All fiction is cast in the form of a quest, whether it is to rescue an abducted wife, to sail home to Ithaca, or even to simply wait, endlessly, for a funnily-named character who never shows up. The quest is the keystone; it is the journey that determines the fabric of the fiction as it ripples and settles into being. In Michelangelo Antonioni’s films, however, matters are a little more nebulous. The quest itself is uncertain, and Antonioni’s characters will navigate through his movies almost in Brownian motion, buffeted by circumstance and propelled by instincts that they can only murkily understand.
Archetype film
“The Passenger,” his Palme d’Or winner at Cannes in 1975, is an Antonioni archetype. David Locke, Jack Nicholson’s disillusioned reporter, switches identities with a dead man in his hotel and then spends the remainder of the film escaping his past. Apart from a nagging prickle of anomie that Antonioni builds masterfully, we see no reason for Locke to effect the switch. Why does he do it? What was he hoping for? What, in short, is his quest? Locke himself can provide no answers; he is, after all, just the passenger.

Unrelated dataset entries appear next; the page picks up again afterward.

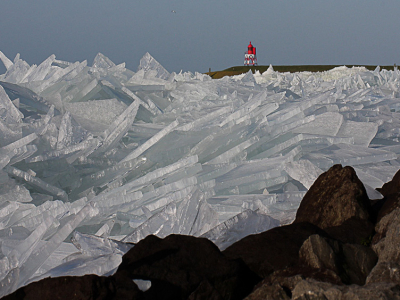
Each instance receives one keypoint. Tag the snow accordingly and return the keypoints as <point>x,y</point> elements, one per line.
<point>94,157</point>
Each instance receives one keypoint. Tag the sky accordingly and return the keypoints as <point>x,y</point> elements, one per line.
<point>192,35</point>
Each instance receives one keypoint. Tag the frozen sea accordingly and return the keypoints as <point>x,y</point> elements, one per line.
<point>96,157</point>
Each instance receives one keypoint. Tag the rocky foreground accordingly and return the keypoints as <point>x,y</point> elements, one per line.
<point>342,245</point>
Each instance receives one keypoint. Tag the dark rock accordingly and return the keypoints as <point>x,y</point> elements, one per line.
<point>310,289</point>
<point>86,287</point>
<point>391,202</point>
<point>338,203</point>
<point>353,231</point>
<point>181,266</point>
<point>356,261</point>
<point>273,250</point>
<point>391,187</point>
<point>351,262</point>
<point>387,248</point>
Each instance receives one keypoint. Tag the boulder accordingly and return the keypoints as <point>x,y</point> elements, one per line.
<point>309,289</point>
<point>391,187</point>
<point>351,262</point>
<point>387,245</point>
<point>272,250</point>
<point>182,267</point>
<point>338,203</point>
<point>88,287</point>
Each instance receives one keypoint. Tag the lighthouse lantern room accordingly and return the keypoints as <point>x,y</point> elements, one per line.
<point>250,57</point>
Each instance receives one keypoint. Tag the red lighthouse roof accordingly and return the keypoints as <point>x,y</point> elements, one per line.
<point>250,49</point>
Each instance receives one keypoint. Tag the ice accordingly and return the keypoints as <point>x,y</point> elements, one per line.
<point>238,227</point>
<point>148,63</point>
<point>103,154</point>
<point>7,63</point>
<point>362,132</point>
<point>150,142</point>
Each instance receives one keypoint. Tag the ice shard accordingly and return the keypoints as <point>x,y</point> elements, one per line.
<point>111,154</point>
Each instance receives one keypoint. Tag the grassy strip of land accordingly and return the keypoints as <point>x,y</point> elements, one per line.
<point>301,68</point>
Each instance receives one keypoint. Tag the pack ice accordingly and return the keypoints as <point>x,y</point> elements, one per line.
<point>95,158</point>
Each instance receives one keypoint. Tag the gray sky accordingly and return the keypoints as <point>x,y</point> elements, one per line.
<point>203,34</point>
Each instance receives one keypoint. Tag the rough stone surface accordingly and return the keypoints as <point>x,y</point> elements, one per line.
<point>351,262</point>
<point>310,289</point>
<point>390,203</point>
<point>181,266</point>
<point>335,197</point>
<point>318,254</point>
<point>338,203</point>
<point>387,248</point>
<point>274,249</point>
<point>86,287</point>
<point>269,292</point>
<point>391,187</point>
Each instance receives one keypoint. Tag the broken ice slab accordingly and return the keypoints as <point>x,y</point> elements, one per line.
<point>102,111</point>
<point>246,108</point>
<point>20,143</point>
<point>23,250</point>
<point>37,183</point>
<point>26,97</point>
<point>348,155</point>
<point>303,171</point>
<point>362,132</point>
<point>240,226</point>
<point>88,144</point>
<point>202,121</point>
<point>147,62</point>
<point>160,224</point>
<point>17,70</point>
<point>369,179</point>
<point>39,255</point>
<point>197,218</point>
<point>153,140</point>
<point>8,112</point>
<point>39,72</point>
<point>324,124</point>
<point>225,182</point>
<point>92,245</point>
<point>275,146</point>
<point>9,133</point>
<point>10,190</point>
<point>104,265</point>
<point>231,153</point>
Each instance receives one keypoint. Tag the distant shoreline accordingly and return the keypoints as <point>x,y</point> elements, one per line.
<point>237,70</point>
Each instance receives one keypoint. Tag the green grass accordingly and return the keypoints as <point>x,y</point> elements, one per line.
<point>300,68</point>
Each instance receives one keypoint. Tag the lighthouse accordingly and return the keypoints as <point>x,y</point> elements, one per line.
<point>250,57</point>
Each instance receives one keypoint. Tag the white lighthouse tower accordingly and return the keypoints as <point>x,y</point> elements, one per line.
<point>250,57</point>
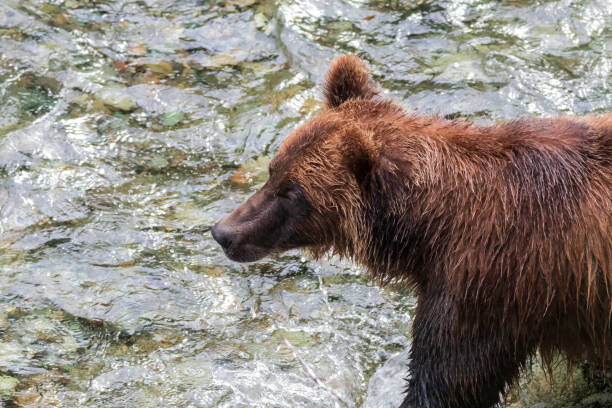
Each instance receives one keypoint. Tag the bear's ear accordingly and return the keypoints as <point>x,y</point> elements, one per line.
<point>348,78</point>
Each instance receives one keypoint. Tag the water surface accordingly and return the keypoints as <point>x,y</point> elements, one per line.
<point>128,127</point>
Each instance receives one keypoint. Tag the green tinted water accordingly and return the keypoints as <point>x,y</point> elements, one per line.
<point>128,127</point>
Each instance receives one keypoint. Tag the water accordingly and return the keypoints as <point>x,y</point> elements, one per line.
<point>128,127</point>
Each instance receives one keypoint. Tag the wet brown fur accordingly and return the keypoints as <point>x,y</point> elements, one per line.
<point>504,231</point>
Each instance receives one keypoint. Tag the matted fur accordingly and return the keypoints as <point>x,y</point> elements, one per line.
<point>504,231</point>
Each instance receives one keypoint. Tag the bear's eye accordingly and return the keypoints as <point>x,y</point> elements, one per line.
<point>285,191</point>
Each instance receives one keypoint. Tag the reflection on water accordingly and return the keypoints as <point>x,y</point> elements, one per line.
<point>128,127</point>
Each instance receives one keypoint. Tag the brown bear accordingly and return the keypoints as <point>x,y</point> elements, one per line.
<point>504,231</point>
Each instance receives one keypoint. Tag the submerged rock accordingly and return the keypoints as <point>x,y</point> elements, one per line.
<point>7,385</point>
<point>116,98</point>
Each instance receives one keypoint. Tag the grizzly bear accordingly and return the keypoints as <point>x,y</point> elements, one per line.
<point>504,231</point>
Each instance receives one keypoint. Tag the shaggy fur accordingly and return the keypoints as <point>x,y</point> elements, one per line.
<point>505,232</point>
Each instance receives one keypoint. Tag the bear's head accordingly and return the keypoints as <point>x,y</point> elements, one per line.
<point>314,196</point>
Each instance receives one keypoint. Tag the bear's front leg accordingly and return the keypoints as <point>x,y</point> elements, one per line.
<point>459,363</point>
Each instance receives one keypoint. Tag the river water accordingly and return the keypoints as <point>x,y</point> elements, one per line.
<point>128,127</point>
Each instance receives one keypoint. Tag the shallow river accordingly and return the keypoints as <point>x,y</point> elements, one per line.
<point>128,127</point>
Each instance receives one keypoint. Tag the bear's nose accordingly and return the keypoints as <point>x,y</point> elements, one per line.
<point>221,235</point>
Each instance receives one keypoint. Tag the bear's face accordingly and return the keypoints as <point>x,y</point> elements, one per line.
<point>317,168</point>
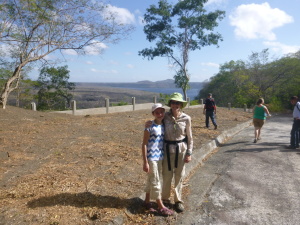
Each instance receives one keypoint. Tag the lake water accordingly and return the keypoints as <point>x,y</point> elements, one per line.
<point>192,93</point>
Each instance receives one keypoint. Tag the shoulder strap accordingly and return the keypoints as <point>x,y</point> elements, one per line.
<point>297,106</point>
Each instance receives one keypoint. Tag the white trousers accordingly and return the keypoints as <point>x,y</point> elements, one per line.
<point>178,174</point>
<point>153,184</point>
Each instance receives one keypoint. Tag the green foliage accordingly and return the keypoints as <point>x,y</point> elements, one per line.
<point>243,82</point>
<point>53,88</point>
<point>275,105</point>
<point>194,102</point>
<point>33,29</point>
<point>178,29</point>
<point>182,80</point>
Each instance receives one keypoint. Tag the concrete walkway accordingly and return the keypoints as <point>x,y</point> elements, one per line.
<point>247,183</point>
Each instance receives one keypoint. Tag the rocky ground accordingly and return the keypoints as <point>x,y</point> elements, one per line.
<point>62,169</point>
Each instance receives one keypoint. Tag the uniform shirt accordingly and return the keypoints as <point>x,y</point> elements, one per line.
<point>176,130</point>
<point>296,112</point>
<point>155,144</point>
<point>259,112</point>
<point>210,104</point>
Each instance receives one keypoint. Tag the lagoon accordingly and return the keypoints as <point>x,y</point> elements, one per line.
<point>192,93</point>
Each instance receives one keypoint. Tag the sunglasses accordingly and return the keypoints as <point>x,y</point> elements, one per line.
<point>175,103</point>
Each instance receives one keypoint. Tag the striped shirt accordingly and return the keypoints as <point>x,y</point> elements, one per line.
<point>155,144</point>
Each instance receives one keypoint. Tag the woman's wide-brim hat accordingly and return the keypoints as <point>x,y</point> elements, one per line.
<point>177,97</point>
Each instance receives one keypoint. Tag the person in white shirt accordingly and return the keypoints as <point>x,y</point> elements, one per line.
<point>294,141</point>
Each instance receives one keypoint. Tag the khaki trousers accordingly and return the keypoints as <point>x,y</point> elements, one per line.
<point>178,174</point>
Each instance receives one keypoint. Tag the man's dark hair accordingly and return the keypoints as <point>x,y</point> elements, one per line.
<point>294,98</point>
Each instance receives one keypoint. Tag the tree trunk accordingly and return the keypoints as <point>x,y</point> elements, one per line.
<point>8,88</point>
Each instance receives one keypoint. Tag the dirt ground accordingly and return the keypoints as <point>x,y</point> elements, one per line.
<point>62,169</point>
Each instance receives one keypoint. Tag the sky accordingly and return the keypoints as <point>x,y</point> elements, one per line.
<point>249,26</point>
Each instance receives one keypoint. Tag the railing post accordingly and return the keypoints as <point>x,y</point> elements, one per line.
<point>33,106</point>
<point>133,103</point>
<point>107,105</point>
<point>73,105</point>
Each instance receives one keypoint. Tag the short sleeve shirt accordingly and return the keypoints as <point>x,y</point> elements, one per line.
<point>156,142</point>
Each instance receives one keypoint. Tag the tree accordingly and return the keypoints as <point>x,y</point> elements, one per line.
<point>30,30</point>
<point>53,88</point>
<point>179,29</point>
<point>243,82</point>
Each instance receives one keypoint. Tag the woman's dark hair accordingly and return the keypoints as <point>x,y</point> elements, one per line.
<point>259,101</point>
<point>294,98</point>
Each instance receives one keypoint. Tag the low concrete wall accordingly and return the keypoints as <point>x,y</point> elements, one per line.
<point>113,109</point>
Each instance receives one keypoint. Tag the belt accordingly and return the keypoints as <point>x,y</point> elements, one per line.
<point>177,151</point>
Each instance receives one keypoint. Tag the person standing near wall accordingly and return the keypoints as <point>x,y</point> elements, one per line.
<point>259,117</point>
<point>210,110</point>
<point>178,149</point>
<point>294,140</point>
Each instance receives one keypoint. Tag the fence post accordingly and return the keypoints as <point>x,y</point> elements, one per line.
<point>107,105</point>
<point>154,100</point>
<point>73,105</point>
<point>133,103</point>
<point>33,106</point>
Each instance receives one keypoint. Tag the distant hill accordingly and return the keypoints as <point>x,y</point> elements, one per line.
<point>169,83</point>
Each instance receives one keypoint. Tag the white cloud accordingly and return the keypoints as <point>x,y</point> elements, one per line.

Antonioni had his signature methods of posing these questions and, to perhaps his most lasting credit, only infrequently did those methods seem pretentious or opaque. In “The Passenger,” as in most of his other films, Antonioni occupied the vantage position of a particularly still observer. His camera would, true to his Neo-realist roots, rest its wise eye upon a scene for minutes on end, watching it unfold without judgement or impatience. His soundtrack would be sparse, populated mostly with silence, occasionally with natural sound, and sometimes with a background score that was no less beautiful for its unobtrusiveness. And in that stillness his characters would drift, like corks on calm water, moving slowly but very perceptibly.
Earlier version
“The Passenger’s” simmering aimlessness emerged earlier, in 1957’s “Il Grido,” or “The Cry.” Aldo, a swarthier, less cocky version of Locke, wanders away from his life, forced to give up the woman he loves and choosing to give up his work and his daughter. As with Locke, Aldo finds it to be a tougher task than he imagined; he cannot shed his own nature, and that nature drives him into a spiral of uncontrollable self-destruction.
It may be blasphemy to say so, but “Il Grido” and “The Passenger” are both far more touching, powerful films than Antonioni’s most acclaimed film, “L’Avventura”. Famously, “L’Avventura” was loudly jeered by the audience at Cannes in 1960, even as it was equally loudly applauded by the jury, which awarded it a Special Prize. The audience’s confusion isn’t difficult to understand. “L’Avventura,” or “The Adventure,” is possibly the second most misleading title in cinematic history, right behind “A Clockwork Orange”, which features neither Swiss timepieces nor citrus fruit.
Aimless lives
“L’Avventura” purports, for its first third, to concern itself with the quest — that word again — to find Anna, who mysteriously disappears on an Aeolian island. Even Anna’s boyfriend Sandro and her best friend Claudia think that is their objective, until they are hopelessly sidetracked by their own hasty romance. Anna’s other friends do no better, shrugging off the loss to dive right back into their pools of thoughtless hedonism.
As a critique of the lifestyles of the idle rich, “L’Avventura” isn’t in quite the same bracket as Jean Renoir’s “The Rules of the Game”. Renoir is more biting in his satire, and his sucker punch in the final round is a real haymaker. But the lethargic aimlessness of “L’Avventura” is, on reflection, a mirror of the lethargic aimlessness of its subjects. If it is difficult to get involved even remotely with his characters, Antonioni seems to suggest, perhaps it is because they are themselves so uninvolved in life.
There is no doubt that “L’Avventura” creaks and buckles significantly in its two and a half hours, and that virus infects virtually the entire Antonioni canon. There are no bones to be made about it; Antonioni’s are not uniformly arresting films. But they are invaluable for the central question they raise: What is the quest? We can only answer that question for ourselves, and Antonioni knew that. “I want the audience to work,” he told a New York Times reporter after the release of “L’Avventura.” To our passively entertained senses today, that concept sounds horrendously unfamiliar and repulsive, and that, ironically enough, may actually make Antonioni’s cinema more relevant now than it was in his own time.